August 31, 2021
Jeff George, Senior Director of Technology
Like Cyber Security, Data Governance is easy to overlook; it’s a lot of work to do it right, and most of the time, it doesn’t seem like a pressing issue. But – like Cybersecurity – ignoring the risk can seriously damage your business.
As organizations increasingly rely on data to make critical decisions, artifacts and practices that used to be nice-to-haves, like data dictionaries, consistent naming strategy for fields and tables, a taxonomy of values, business rule documentation, audits, etc., are essential. If you’re not addressing those most basic issues, you’re putting your business at risk.
Capturing, storing, and managing data is a necessary competency for modern businesses. Most businesses have gotten very good at leveraging modern tools to manage data streams that would have easily overwhelmed the technology from just a few years ago. But in our zeal to collect the data, we far too often overlook the meaning of data.
We all know the “Three V’s” of Big Data: Velocity, Volume, and Variety. Big data tools like Hadoop and Spark, coupled with the immense scalability of cloud technologies, can handle rapidly streaming data (velocity), vast amounts of data (volume), and many kinds of data (variety). These “Three V’s” are the classic challenges that big data tools solve. But there’s another V that can wreck all of that great work: Vagueness.
Metadata – data about the data – is a crucial component to making data usable, and without it, we introduce inefficiency and risk into every analysis. At a minimum, a lack of clarity around the meaning of data makes your technology and analytics teams inefficient. Digging around to uncover institutional knowledge, cleaning up erratic values, and keeping track of inconsistent names take a toll on some of your most highly skilled resources.
Worse, a lack of clarity around data’s purpose, use, and limitations can result in bad decisions. It’s pretty easy to recognize bad data, but misunderstood data is far more insidious. Using the right data in the wrong way is harder to catch and can have a profound impact on the quality of an analysis and, ultimately a decision.
So what are the signals that we have a Vagueness problem? First, talk to your stakeholders, and be open to their responses. Now is not the time to explain why it’s challenging; it’s the time to confront the brutal facts. Listen for phrases like “I think,” “usually,” and my personal favorite, “that’s how we’ve always done it.” If your users can’t point to a source of truth, or worse, if they’re pointing to different sources of truth, you have a problem.
Launching a data governance program would require a whole article (or three) by itself, but you can start with the basics:
· Begin with your stakeholders. What are their pain points? Get a high-level understanding of the data used and produced across your organization, which data is essential, where the most data challenges are experienced.
· Establish data stewards for your most important data. Data Stewards are SMEs, and they’re responsible for maintaining the quality of the data they own (they usually come from the department that produces or consumes the data, not necessarily from IT).
· Establish your standards: What data do you collect and when, why, how do you collect it. Consider your company’s policies, industry norms, and regulations.

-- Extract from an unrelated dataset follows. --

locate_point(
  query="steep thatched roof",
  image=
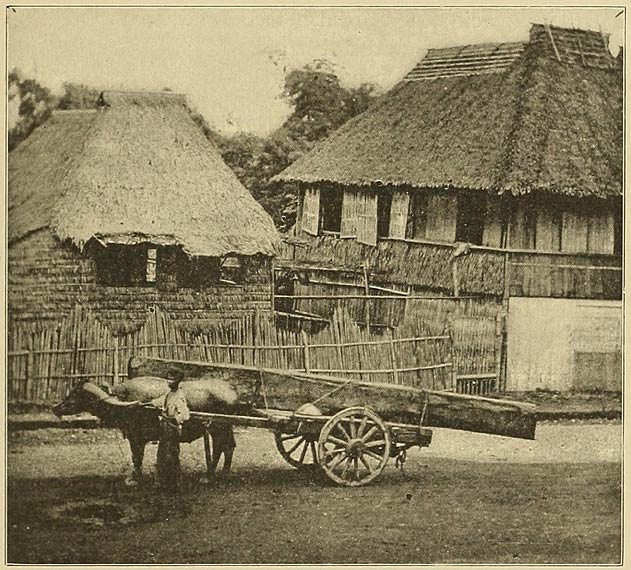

· Build a data dictionary to document your core tables and fields. Tables need to map to logical entities, and fields need clear definitions of their business use and what the various values mean.
· Use a risk-value matrix to figure out whereto start. Consider the value and risk of various data sources. Start with the high-value/high-risk and save low-value/low-risk for the end.
Getting the basics right is an important start, so don’t let the lack of a complete plan stop you from making progress. You may not be able to solve the problem, but in most cases, you can move the needle with small investments and a little bit (ok, a lot) of discipline.